De ses textes, des gens de la scène ont créé un spectacle où se mêlent voix, musiques, sons, installations mobiles, lettrages… présenté à Avignon et ailleurs. Et aussi des chansons. Un beau succès. C’est qu’on a affaire à une splendide poétesse métaphysico-surréaliste qui rit en écoutant les autres dire ses mots. Elle jubile. On s’attache, on a envie, comme un mathématicien auquel elle a posé une colle vertigineuse, de caresser ses joues pleines, de se faire imprimer par son regard intense qui ne cille pas et en dit long sur son pouvoir d’incorporation de l’autre, et de lui faire des guilis.
Ce film, dernières nouvelles du cosmos, est l’un des plus beaux que j’aie vus.

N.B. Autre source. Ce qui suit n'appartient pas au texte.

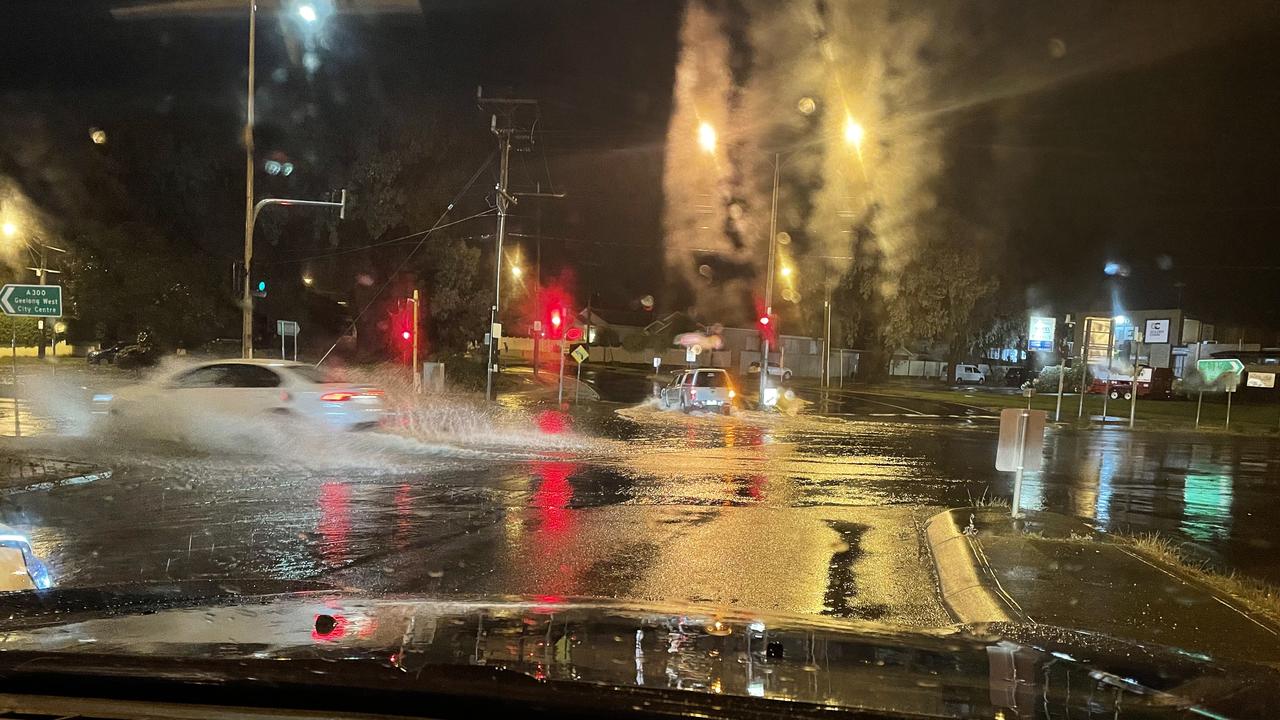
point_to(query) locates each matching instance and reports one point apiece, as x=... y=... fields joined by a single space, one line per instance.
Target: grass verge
x=1255 y=595
x=1247 y=418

Jubilatoire, enthousiasmant, extraordinaire. Après, je me suis ruée au BHV pour acheter son livre : Algorithme éponyme.
Son nom d’artiste est Babouillec.
Elle ne fait jamais de fautes d’orthographe.

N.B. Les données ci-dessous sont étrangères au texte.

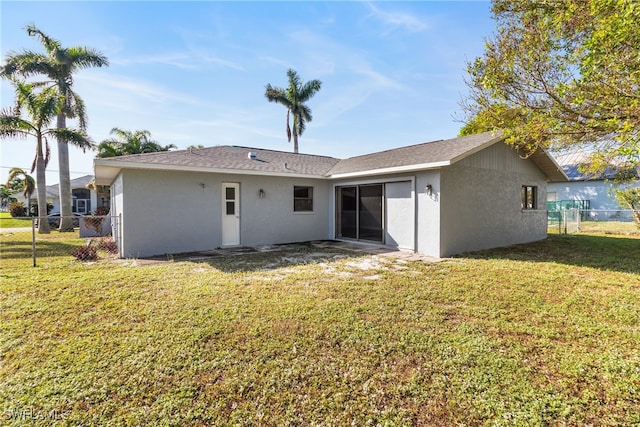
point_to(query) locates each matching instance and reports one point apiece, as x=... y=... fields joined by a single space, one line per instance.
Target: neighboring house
x=84 y=200
x=438 y=199
x=594 y=195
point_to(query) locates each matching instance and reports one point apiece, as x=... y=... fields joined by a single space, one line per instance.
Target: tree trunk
x=295 y=135
x=43 y=222
x=66 y=221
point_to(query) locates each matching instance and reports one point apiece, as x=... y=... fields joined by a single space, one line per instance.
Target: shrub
x=17 y=209
x=102 y=211
x=108 y=246
x=85 y=253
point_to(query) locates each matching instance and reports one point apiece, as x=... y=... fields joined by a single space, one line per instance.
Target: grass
x=540 y=334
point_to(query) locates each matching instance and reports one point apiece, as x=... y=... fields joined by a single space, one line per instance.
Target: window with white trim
x=529 y=197
x=302 y=199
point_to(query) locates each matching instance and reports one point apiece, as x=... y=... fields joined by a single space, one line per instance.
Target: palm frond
x=76 y=137
x=83 y=57
x=50 y=44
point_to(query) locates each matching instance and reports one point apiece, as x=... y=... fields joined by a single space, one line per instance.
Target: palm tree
x=58 y=65
x=5 y=196
x=42 y=107
x=130 y=142
x=27 y=183
x=294 y=98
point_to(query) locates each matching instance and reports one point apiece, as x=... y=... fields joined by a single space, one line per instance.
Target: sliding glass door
x=359 y=212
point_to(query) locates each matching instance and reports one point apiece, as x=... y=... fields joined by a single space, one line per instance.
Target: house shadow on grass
x=611 y=253
x=265 y=258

Le film est de Julie Bertuccelli.
Il se joue dans peu d’endroits. Il va passer à Ivry dès mercredi, au Luxy. Et j’espère ailleurs.
Une pure merveille, vous dis-je.

Algorithme éponyme et autres textes de Babouillec, 2016 aux éditions Payot et Rivages. 140 pages formidables, 15 €.
Dernières nouvelles du cosmos, film de Julie Bertuccelli.